Legislative avoidance does not depend on the failure to detect the offense or on the inability of the flooded judicial machine to dispose of the workload in courts. These are known offenses, highlighted by the onset of proceeding for the alleged crime, which are destined to merge into the same proceeding, without excessive duplication or burden. And yet they are completely ignored. At the time of formally bringing criminal charges, the hypothesis of the corporate entity’s criminal liability almost always vanishes into nothing. The criminal offense entered in the general register, by the annotation envisaged by the Decree’s article 55 is omitted: only in a negligible number of cases the information is recorded and criminal charges against the company are brought. In truth, article 55, in prescribing the immediate and dutiful annotation of the offense, would seem to prevent cherry-picking by public attorneys: all offenses should be recorded. Yet, the unobservant practice is widespread, because the idea has prevailed that the prosecutor has substantial freedom in deciding whether or not to investigate a company. The Report on the Social Balance Sheet of the Milan Public Prosecutor's Office admits it plainly: commenting on the incredible spread between offenses and charges, it explains that "the basic reason is that the registration of a legal entity in a criminal inquiry is still considered a matter of discretionary assessment".

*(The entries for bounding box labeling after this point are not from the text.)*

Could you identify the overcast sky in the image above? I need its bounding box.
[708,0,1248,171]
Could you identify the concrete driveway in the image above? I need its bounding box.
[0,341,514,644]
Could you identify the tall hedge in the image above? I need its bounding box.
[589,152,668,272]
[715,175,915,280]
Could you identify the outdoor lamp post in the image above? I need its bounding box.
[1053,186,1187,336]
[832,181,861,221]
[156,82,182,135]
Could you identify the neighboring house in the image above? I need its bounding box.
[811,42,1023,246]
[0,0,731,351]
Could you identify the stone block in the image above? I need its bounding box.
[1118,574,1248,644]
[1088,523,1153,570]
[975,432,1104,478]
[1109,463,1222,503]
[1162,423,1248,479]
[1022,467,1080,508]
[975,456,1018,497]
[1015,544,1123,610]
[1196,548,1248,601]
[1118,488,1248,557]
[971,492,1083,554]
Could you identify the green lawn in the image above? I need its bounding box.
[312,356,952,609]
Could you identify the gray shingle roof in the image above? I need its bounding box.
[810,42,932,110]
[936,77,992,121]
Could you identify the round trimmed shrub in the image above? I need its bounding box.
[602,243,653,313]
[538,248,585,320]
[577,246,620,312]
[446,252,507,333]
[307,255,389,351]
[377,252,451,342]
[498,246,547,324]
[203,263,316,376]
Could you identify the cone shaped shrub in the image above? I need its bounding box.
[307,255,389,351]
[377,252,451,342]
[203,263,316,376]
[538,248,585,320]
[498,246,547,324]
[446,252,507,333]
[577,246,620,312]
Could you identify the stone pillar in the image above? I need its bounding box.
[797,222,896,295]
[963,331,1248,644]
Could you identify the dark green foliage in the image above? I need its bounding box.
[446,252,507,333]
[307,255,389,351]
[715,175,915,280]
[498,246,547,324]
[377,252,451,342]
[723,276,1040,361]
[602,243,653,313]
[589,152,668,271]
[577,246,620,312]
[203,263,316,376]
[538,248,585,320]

And what are the criteria for deciding to bring charges? The most diverse: individual skills of magistrates, availability of resources, their awareness of, and preference for one criminal subject over another. The outlook is discouraging. The decree continues to threaten heavy penalties for corporations with severity and rigor, relying on criminal jurisdiction precisely to guarantee the impartial application of the law and maximum effectiveness in ascertaining the crimes. But all this risks translating into a mockery. That same criminal justice, administered in the rooms where the memento states "all are equal before the law", actually applies the law in one case out of ten, making all traces of the other nine disappear. This “black hole” documents the resounding denial of the legality of proceedings and sanctions, which are only rhetorically ensured by the rules.

Today, according to business economists, Italian companies are aware of how scarce the likelihood is of being involved in a criminal trial together with their official who is a defendant; and, with the exception of the more structured ones, they are hardly committed to prophylaxis. From a research study conducted by Confindustria, almost two-thirds of companies interviewed have not adopted a model for business crime prevention.

And so, if we want to recover the effectiveness of legality and equality before the law, the most urgent objective is to restore the 'forgotten' principle of mandatory prosecution and sanctioning, introducing the (now absent) judicial control on inaction in prosecution and reiterating the fact the there is no individual discretion when it comes to start an investigation into a corporate crime.